The Family Maintenance Enforcement Program (FMEP)

About the Program

The Family Maintenance Enforcement Program (FMEP) is a free service of the British Columbia Ministry of Justice. It collects over $200 million each year for 45,000 BC families.

We help families and children entitled to maintenance (child support and spousal support) under maintenance orders or agreements.

We receive payments from the person required to pay maintenance (the payor) and send the money to the person entitled to maintenance (the recipient).

In many cases, the payor makes payments voluntarily, but FMEP will take steps to collect the outstanding maintenance if necessary.

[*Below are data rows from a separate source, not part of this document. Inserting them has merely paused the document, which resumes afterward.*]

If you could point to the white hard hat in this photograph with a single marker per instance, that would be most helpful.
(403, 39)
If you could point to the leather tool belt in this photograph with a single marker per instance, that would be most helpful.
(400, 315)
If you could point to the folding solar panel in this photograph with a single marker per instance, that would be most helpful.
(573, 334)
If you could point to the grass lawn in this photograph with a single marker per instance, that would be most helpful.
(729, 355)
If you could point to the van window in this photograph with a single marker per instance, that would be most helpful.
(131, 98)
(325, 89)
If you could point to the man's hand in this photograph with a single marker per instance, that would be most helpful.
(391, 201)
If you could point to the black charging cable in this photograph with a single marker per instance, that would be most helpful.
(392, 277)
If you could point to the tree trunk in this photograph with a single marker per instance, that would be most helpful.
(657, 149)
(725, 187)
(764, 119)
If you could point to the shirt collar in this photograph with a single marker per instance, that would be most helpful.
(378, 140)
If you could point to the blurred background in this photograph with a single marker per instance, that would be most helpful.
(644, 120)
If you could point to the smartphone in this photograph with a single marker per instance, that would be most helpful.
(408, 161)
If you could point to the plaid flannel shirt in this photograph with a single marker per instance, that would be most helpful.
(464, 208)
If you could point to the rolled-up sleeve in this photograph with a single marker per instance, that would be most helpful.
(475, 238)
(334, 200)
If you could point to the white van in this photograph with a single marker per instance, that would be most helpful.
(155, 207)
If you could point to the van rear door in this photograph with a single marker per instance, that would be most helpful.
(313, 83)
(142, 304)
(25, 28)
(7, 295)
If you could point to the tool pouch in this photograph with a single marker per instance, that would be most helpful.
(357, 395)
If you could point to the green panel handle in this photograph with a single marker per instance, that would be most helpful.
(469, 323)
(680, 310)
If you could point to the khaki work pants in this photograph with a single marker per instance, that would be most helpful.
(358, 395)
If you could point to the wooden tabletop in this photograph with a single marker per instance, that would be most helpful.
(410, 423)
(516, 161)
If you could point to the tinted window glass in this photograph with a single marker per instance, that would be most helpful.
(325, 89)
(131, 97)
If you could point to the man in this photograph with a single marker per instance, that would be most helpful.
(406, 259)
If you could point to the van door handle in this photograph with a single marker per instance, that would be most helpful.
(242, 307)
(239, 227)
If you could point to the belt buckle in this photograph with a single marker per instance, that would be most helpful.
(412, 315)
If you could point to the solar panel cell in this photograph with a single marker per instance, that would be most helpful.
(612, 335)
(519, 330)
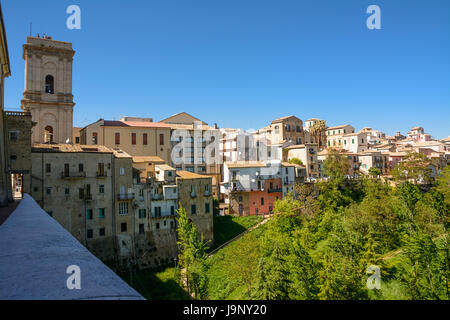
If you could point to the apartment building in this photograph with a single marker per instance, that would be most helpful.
(335, 135)
(369, 159)
(195, 147)
(135, 136)
(85, 189)
(284, 130)
(251, 188)
(353, 159)
(19, 143)
(307, 153)
(5, 71)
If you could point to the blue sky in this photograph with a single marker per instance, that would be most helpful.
(242, 63)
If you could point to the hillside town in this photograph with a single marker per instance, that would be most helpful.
(116, 185)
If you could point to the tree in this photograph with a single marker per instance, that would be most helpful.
(192, 257)
(336, 166)
(241, 263)
(414, 166)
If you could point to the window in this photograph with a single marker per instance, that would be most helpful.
(142, 213)
(13, 135)
(101, 169)
(49, 84)
(144, 139)
(123, 208)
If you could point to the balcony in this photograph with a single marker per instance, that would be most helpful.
(73, 175)
(125, 196)
(33, 246)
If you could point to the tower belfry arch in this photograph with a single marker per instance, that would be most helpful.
(48, 89)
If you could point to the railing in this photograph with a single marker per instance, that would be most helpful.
(73, 175)
(125, 196)
(102, 174)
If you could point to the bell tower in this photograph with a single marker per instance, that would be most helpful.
(48, 89)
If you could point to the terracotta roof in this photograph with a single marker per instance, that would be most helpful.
(143, 159)
(44, 147)
(164, 167)
(247, 164)
(284, 118)
(337, 127)
(190, 175)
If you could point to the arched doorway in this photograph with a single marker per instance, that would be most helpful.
(48, 134)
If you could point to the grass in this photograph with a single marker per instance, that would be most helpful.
(228, 227)
(157, 284)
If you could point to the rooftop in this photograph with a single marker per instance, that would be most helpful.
(35, 253)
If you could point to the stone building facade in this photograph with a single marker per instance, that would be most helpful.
(48, 89)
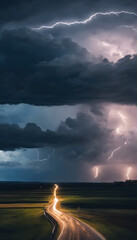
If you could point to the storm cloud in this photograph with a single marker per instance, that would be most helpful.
(41, 70)
(81, 131)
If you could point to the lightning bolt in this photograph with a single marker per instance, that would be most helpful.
(92, 17)
(115, 150)
(96, 171)
(48, 157)
(129, 26)
(128, 172)
(123, 118)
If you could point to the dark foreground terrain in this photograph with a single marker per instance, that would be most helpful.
(109, 208)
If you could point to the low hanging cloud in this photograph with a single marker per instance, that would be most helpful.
(81, 131)
(39, 69)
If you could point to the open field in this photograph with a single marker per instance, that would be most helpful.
(21, 211)
(24, 224)
(109, 208)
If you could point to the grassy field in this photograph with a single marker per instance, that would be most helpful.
(109, 208)
(24, 224)
(21, 211)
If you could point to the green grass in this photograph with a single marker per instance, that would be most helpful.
(24, 224)
(110, 209)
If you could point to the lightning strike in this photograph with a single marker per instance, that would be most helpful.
(112, 154)
(123, 118)
(96, 172)
(92, 17)
(130, 27)
(48, 157)
(128, 172)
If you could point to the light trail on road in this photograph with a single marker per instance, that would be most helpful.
(70, 227)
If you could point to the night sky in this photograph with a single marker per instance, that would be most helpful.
(68, 90)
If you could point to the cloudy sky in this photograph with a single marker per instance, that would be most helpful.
(68, 90)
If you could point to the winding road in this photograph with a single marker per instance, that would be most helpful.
(70, 227)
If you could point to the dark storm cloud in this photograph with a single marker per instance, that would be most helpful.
(34, 12)
(80, 131)
(9, 164)
(41, 70)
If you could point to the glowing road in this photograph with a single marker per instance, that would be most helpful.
(70, 227)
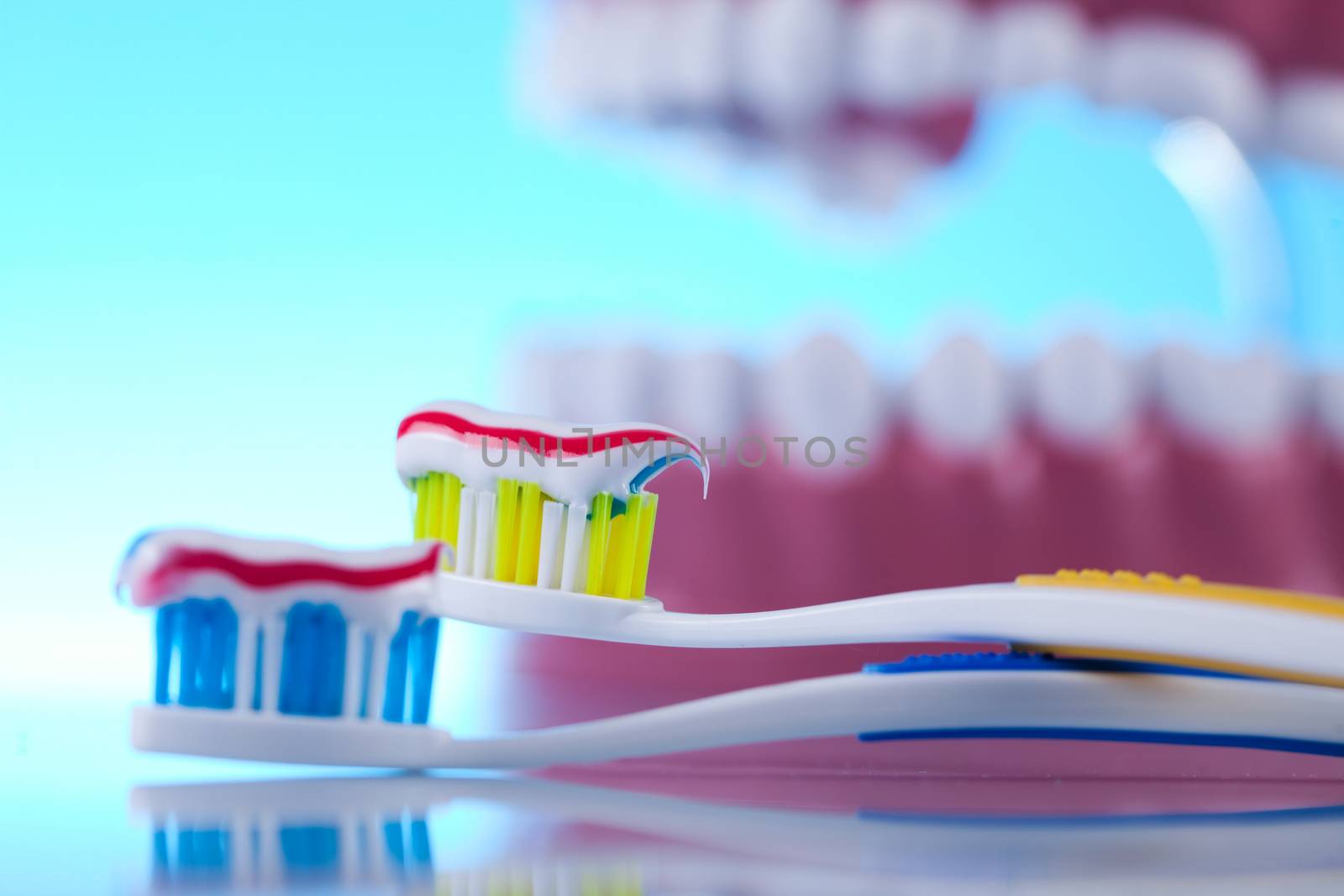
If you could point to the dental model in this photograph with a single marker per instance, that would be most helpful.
(307, 654)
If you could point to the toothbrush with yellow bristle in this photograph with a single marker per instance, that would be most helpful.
(537, 503)
(289, 652)
(546, 521)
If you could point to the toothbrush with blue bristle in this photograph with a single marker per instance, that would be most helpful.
(289, 652)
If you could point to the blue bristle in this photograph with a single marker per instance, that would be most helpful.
(214, 636)
(427, 647)
(394, 699)
(333, 625)
(367, 665)
(165, 631)
(257, 668)
(188, 652)
(393, 837)
(210, 849)
(420, 844)
(295, 673)
(313, 660)
(160, 851)
(309, 848)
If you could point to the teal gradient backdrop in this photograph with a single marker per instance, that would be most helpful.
(237, 241)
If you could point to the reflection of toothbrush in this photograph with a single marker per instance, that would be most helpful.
(373, 831)
(319, 656)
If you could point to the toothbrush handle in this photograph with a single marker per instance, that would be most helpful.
(1173, 708)
(1250, 638)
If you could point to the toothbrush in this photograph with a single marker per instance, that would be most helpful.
(304, 653)
(309, 654)
(543, 548)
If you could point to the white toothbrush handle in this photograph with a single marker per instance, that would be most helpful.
(938, 703)
(1216, 631)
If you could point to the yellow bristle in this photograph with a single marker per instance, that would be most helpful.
(528, 533)
(644, 546)
(421, 506)
(615, 550)
(600, 526)
(452, 508)
(625, 560)
(434, 512)
(506, 531)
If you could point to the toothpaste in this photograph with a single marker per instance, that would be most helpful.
(570, 463)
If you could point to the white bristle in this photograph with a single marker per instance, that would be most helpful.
(245, 663)
(376, 673)
(467, 531)
(571, 571)
(484, 533)
(553, 533)
(273, 631)
(354, 671)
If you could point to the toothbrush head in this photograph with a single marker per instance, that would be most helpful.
(539, 503)
(1189, 586)
(262, 626)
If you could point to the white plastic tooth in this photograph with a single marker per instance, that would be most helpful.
(273, 645)
(1032, 43)
(628, 51)
(911, 53)
(1330, 405)
(575, 526)
(1241, 403)
(1183, 71)
(694, 70)
(564, 81)
(618, 385)
(245, 663)
(788, 56)
(870, 174)
(553, 546)
(467, 531)
(378, 651)
(1310, 118)
(820, 390)
(709, 396)
(1084, 392)
(484, 535)
(533, 383)
(354, 671)
(961, 401)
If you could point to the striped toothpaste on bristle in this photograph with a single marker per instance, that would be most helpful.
(537, 501)
(260, 626)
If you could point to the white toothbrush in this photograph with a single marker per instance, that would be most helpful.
(318, 656)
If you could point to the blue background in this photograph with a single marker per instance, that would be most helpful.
(239, 241)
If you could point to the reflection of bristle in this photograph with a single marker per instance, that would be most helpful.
(517, 533)
(546, 879)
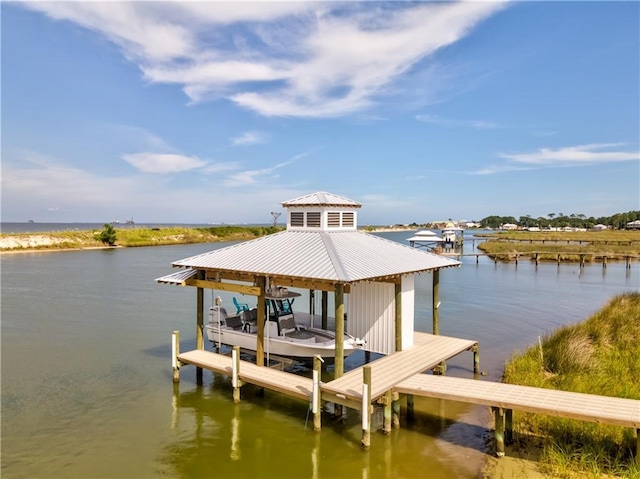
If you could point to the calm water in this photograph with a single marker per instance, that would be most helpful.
(86, 373)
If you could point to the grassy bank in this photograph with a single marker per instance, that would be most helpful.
(130, 237)
(593, 245)
(600, 356)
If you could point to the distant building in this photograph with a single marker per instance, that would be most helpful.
(633, 225)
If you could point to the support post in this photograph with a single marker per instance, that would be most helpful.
(386, 425)
(508, 426)
(410, 407)
(366, 407)
(395, 409)
(200, 323)
(339, 358)
(200, 314)
(315, 405)
(261, 316)
(235, 373)
(498, 413)
(476, 359)
(398, 291)
(436, 301)
(175, 351)
(325, 310)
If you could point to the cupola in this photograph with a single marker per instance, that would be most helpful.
(321, 211)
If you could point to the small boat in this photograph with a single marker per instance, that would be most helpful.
(283, 336)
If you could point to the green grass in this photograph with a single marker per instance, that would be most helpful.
(593, 245)
(600, 356)
(131, 237)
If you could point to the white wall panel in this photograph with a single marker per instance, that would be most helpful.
(372, 315)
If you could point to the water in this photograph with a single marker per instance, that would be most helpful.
(86, 373)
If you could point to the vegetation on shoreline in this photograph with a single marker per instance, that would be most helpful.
(600, 356)
(131, 237)
(560, 220)
(505, 246)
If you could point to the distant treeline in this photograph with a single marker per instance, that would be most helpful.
(560, 220)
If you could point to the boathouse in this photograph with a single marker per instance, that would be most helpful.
(322, 250)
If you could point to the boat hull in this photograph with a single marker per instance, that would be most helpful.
(317, 342)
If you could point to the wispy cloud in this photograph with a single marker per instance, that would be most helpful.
(299, 59)
(574, 155)
(250, 177)
(249, 138)
(480, 124)
(163, 162)
(571, 156)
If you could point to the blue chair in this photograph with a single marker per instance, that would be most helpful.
(240, 306)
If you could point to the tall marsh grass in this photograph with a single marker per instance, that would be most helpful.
(600, 356)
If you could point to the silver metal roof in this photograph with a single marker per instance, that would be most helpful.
(178, 278)
(339, 256)
(321, 198)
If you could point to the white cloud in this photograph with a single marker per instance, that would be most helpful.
(250, 177)
(480, 124)
(570, 156)
(162, 162)
(301, 59)
(582, 154)
(248, 138)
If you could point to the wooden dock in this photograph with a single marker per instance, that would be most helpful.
(384, 379)
(427, 352)
(268, 378)
(504, 398)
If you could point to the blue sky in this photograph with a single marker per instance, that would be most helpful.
(199, 112)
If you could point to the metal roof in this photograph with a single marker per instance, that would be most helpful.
(338, 256)
(321, 198)
(179, 278)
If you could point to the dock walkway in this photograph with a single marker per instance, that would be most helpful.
(504, 398)
(426, 353)
(268, 378)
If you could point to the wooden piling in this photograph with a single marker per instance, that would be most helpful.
(325, 312)
(366, 407)
(499, 430)
(386, 401)
(338, 370)
(261, 317)
(235, 372)
(436, 301)
(508, 426)
(398, 318)
(315, 405)
(200, 324)
(175, 351)
(395, 410)
(476, 359)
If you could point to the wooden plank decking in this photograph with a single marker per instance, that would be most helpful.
(268, 378)
(586, 407)
(427, 352)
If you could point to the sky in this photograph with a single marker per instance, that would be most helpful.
(216, 112)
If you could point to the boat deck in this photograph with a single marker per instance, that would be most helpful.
(268, 378)
(427, 352)
(586, 407)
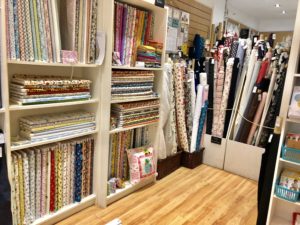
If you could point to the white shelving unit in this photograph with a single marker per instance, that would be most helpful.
(10, 113)
(160, 29)
(280, 211)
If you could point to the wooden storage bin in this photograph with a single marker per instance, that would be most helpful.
(192, 160)
(168, 165)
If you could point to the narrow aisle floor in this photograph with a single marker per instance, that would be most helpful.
(203, 196)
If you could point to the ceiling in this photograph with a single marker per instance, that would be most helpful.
(265, 9)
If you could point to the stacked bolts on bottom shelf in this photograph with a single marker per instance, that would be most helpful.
(48, 178)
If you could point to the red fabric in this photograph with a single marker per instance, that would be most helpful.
(262, 72)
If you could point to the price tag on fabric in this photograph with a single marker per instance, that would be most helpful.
(270, 138)
(160, 3)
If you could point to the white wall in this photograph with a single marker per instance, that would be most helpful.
(242, 17)
(276, 25)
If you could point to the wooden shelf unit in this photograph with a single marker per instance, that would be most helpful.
(160, 30)
(280, 211)
(10, 113)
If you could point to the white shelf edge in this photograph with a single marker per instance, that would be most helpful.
(291, 120)
(115, 101)
(66, 211)
(281, 199)
(130, 188)
(50, 105)
(135, 68)
(131, 128)
(16, 62)
(289, 162)
(34, 144)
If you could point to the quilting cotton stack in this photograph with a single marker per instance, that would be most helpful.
(38, 89)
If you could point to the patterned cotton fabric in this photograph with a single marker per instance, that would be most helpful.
(32, 176)
(119, 143)
(40, 89)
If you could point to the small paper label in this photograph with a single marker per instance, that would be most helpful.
(216, 140)
(270, 138)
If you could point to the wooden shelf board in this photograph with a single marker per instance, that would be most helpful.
(289, 163)
(61, 104)
(16, 62)
(66, 211)
(133, 100)
(34, 144)
(130, 188)
(131, 128)
(135, 68)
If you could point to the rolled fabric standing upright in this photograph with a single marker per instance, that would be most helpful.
(257, 117)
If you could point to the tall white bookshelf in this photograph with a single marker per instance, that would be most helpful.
(160, 30)
(10, 113)
(280, 211)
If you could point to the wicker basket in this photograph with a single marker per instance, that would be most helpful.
(168, 165)
(192, 160)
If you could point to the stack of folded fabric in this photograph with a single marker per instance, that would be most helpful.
(148, 55)
(132, 84)
(69, 165)
(50, 126)
(136, 113)
(39, 89)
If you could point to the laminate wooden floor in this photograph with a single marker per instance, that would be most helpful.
(203, 196)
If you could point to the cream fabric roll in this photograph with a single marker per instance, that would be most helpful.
(249, 91)
(196, 117)
(257, 117)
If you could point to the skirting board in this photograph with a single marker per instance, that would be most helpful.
(214, 154)
(243, 159)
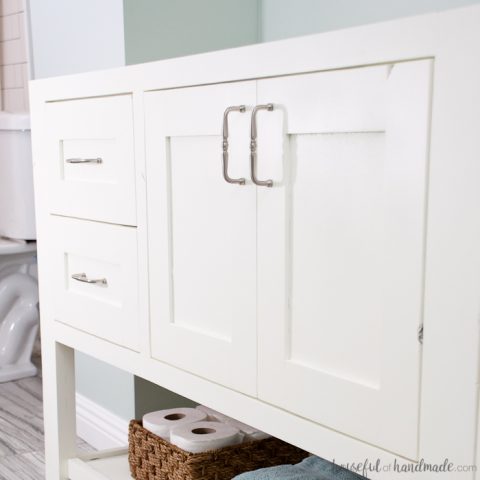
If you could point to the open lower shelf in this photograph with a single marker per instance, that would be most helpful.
(106, 465)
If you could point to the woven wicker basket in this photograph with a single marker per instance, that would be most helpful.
(152, 458)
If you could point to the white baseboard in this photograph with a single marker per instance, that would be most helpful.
(99, 427)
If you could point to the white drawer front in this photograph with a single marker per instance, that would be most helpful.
(90, 158)
(94, 278)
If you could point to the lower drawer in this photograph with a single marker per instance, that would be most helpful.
(94, 278)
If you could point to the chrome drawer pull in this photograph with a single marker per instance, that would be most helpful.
(84, 160)
(82, 277)
(253, 146)
(226, 176)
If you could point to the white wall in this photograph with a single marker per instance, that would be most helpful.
(71, 36)
(14, 67)
(291, 18)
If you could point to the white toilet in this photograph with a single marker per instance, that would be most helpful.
(19, 318)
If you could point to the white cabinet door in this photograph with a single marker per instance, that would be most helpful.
(202, 234)
(341, 248)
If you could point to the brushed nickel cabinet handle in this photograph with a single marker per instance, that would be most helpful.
(253, 146)
(84, 160)
(226, 176)
(82, 277)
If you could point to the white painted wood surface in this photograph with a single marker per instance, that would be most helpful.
(100, 251)
(92, 129)
(341, 248)
(202, 234)
(449, 360)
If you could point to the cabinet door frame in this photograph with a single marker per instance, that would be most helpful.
(383, 105)
(187, 330)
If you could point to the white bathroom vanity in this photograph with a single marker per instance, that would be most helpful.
(288, 233)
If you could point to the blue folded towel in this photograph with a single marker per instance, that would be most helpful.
(312, 468)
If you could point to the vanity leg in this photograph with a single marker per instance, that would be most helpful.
(59, 407)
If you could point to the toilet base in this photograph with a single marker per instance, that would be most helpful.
(9, 373)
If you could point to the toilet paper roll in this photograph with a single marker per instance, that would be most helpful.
(203, 436)
(162, 421)
(212, 414)
(250, 433)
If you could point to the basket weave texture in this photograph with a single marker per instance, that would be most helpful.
(152, 458)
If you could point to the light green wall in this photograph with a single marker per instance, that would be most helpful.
(290, 18)
(110, 387)
(157, 29)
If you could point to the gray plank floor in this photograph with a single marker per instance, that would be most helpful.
(21, 430)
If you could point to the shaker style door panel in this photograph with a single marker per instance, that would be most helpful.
(341, 248)
(202, 233)
(90, 158)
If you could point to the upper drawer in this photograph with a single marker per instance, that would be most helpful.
(90, 158)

  Access and set up an account at      http://www.fmep.gov.bc.ca/

FACTORS AFFECTING CHILD SUPPORT

AND DIVISION OF PARENTING TIME


Generally, the guiding principle in the federal and provincial child support guidelines is “the expenses shared by the spouses in proportion to their respective incomes after deducting from the expenses the contributions, if any, of the child” (CSG sec. 7-2).  Therefore, the income of each ex-partner /spouse over the last three years of tax returns at line 150 and any income not claimed on those returns is considered. So in a soul parenting time arrangement, the contribution of the paying parent is easy to determine but in an arrangement where one parent has one child and the other has two children then the support for each parent is determined from the tables with the difference being paid to the receiving spouse. (The lower income spouse)


Nice if it were that simple but other factors can come into this calculation such as:


1 Undo hardship – can be claimed if extraordinary costs exist for the paying spouse. This includes another child from another relationship for which the ex-partner/spouse has to pay a higher level of debt coming out of the marriage/relationship.

2  A major disparage in the comparative standard of living between the 2 ex-partner/spouse households.

3 The percentage of shared parenting time within the parenting plan (once called shared/split/sole custody)

4  Other expenses, and some other benefits received on behalf of the child.


One parent is often motivated to share the children equally partly to eliminate or minimize the child support. Now here is the surprise. It cost more to have the child 50% of the time than the guideline contribution the lesser time partner provides. (see COST OF RAISING A CHILD - BELOW). Also, the other parent needs to consider what they have to 'give up' to share 50/50 in raising a child. 50/50 does not necessarily mean more time with the child but it does mean more responsibility and costs.